Throughout the story, the titular house of "A Haunted House" represents safety, contentment, and the recovery of lost things, and in particular the ability of love to offer all of these things. From the beginning, it is clear that whatever the ghosts are searching for is somewhere in or associated with the domestic space of the house—"It's upstairs," "And in the garden"—indicating the symbolic significance of the house as a place that protects and safeguards important things like the "treasure." Also, before the reader learns what the ghosts are looking for, Woolf uses the house and its safe and comforting atmosphere to reassure the reader that this ghost story is not a frightening one: "the house all empty [...] only the wood pigeons bubbling with content and the hum of the threshing machine sounding from the farm." The house seems to "pulse," "beating softly.” This pulse is not at all malevolent. Quite the opposite, it connects the house to the beating of a heart, and, further, to the love that is commonly believed to be associated with the heart. In fact, it is notable that when, in the distant past, the husband of the ghost couple loses his love because of the loss of his wife, he leaves the house, symbol of all that love has been to him, to go travel. And he can only be reunited with his love and achieve contentment again when he returns to the house and to his love.
The House Quotes in A Haunted House
Whatever hour you woke there was a door shutting.
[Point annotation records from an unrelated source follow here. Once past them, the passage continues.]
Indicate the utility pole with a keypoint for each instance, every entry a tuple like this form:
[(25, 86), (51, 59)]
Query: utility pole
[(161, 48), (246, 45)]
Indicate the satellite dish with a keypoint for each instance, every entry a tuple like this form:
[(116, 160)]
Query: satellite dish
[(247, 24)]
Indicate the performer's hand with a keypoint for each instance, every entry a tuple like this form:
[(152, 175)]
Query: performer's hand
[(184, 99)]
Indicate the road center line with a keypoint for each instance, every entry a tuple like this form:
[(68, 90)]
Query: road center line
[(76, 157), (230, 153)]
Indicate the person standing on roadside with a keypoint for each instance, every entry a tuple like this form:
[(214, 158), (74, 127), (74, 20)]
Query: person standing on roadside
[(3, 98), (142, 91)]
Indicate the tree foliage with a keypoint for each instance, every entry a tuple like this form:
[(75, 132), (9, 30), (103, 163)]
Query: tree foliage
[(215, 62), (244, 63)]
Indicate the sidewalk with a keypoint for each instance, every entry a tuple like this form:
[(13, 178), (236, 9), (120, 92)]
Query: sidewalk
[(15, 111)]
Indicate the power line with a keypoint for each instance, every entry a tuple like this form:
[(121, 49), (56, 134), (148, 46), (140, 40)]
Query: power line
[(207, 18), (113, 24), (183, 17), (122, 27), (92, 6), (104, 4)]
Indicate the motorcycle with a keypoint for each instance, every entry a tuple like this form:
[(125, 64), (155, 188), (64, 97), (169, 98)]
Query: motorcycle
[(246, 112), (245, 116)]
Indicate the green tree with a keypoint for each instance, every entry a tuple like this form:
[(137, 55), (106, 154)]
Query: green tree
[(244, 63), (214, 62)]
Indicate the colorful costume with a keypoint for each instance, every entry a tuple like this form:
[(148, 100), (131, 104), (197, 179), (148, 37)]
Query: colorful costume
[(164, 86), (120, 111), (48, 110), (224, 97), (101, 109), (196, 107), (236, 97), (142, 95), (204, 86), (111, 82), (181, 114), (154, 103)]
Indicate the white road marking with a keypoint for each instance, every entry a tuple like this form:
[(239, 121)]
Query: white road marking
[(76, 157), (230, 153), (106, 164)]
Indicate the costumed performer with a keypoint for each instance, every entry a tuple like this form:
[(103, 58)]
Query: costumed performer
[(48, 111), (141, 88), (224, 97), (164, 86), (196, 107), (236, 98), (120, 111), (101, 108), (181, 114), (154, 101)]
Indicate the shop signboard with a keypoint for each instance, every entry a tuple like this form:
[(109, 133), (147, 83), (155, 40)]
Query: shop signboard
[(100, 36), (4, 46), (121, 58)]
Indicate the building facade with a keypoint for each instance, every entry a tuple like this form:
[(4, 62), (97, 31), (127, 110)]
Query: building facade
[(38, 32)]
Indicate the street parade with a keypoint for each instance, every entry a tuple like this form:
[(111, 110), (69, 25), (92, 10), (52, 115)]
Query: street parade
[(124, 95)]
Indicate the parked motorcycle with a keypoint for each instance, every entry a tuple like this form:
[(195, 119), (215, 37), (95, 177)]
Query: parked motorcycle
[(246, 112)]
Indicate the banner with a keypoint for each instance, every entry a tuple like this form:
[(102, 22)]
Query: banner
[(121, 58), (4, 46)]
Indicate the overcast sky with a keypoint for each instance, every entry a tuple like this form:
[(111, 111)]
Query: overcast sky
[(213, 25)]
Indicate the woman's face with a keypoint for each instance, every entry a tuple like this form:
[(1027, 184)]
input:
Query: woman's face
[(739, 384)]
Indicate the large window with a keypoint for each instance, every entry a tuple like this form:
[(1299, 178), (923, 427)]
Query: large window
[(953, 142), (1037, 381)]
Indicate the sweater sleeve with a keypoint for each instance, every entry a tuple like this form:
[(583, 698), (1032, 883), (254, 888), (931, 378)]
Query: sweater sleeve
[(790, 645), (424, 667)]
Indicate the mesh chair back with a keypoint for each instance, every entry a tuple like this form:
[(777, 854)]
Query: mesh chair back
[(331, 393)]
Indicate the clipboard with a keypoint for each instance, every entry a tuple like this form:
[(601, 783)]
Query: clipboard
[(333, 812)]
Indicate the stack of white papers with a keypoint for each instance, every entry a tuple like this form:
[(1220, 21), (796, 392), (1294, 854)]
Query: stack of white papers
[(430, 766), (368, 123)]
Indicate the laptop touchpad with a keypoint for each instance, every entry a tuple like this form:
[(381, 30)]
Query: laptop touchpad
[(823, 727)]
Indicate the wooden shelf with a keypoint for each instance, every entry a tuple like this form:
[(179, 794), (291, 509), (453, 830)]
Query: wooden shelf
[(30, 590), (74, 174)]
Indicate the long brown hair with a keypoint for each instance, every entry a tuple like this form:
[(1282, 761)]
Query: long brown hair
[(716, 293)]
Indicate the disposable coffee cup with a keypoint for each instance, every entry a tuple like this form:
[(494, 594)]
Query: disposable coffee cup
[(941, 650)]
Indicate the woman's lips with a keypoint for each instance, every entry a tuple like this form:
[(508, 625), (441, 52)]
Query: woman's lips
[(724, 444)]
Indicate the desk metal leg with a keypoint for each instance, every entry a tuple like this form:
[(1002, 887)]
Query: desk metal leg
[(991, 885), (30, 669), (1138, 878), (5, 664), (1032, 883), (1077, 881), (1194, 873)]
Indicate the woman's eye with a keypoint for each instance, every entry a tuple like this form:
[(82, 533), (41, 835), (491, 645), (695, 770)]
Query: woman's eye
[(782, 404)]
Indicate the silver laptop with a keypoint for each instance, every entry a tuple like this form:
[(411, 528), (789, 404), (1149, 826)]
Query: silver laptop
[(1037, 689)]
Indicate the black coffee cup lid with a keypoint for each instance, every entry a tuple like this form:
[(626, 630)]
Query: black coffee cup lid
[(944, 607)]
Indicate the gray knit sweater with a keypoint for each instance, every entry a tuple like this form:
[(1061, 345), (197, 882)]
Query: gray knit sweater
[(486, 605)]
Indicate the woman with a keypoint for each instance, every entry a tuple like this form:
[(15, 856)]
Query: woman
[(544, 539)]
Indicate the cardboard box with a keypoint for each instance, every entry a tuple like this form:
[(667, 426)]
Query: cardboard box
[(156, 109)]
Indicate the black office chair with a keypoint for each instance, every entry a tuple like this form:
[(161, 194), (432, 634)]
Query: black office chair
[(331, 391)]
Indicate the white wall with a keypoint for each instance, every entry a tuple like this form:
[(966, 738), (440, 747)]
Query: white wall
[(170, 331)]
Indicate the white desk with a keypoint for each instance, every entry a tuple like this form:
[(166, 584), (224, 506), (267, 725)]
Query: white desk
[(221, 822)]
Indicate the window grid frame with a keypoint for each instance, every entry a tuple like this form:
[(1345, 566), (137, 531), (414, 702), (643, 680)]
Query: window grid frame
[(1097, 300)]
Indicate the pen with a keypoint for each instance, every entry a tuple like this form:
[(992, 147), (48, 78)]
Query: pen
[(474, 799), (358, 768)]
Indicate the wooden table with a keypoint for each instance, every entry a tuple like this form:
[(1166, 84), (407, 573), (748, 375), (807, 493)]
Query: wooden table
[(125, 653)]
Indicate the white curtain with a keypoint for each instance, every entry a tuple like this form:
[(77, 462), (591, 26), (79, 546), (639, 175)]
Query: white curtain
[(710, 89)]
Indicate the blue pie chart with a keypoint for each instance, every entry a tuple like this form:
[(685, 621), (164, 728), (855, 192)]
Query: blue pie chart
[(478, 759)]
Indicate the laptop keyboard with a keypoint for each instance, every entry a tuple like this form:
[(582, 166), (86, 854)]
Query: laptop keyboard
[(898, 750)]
From room to room they went, hand in hand, lifting here, opening there, making sure—a ghostly couple.
"Here we left it," she said. And he added, "Oh, but here too!" "It's upstairs," she murmured. "And in the garden," he whispered. "Quietly," they said, "or we shall wake them."
"They're looking for it; they're drawing the curtain," one might say, and so read on a page or two. "Now they've found it," one would be certain [...] And then, tired of reading, one might rise and see for oneself, the house all empty, the doors standing open, only the wood pigeons bubbling with content and the hum of the threshing machine sounding from the farm.
So fine, so rare, coolly sunk beneath the surface the beam I sought always burnt behind the glass. Death was the glass; death was between us; coming to the woman first, hundreds of years ago, leaving the house, sealing all the windows; the rooms were darkened. He left it, left her, went North, went East, saw the stars turned in the Southern sky; sought the house, found it dropped beneath the Downs.
The wind roars up the avenue. Trees stoop and bend this way and that. Moonbeams splash and spill wildly in the rain. But the beam of the lamp falls straight from the window. The candle burns stiff and still. Wandering through the house, opening the windows, whispering not to wake us, the ghostly couple seek their joy.
"Safe, safe, safe," the heart of the house beats proudly. "Long years—" he sighs. "Again you found me." "Here," she murmurs, "sleeping; in the garden reading; laughing, rolling apples in the loft. Here we left our treasure—" Stooping, their light lifts the lids upon my eyes. "Safe! safe! safe!" the pulse of the house beats wildly. Waking, I cry "Oh, is this your buried treasure? The light in the heart."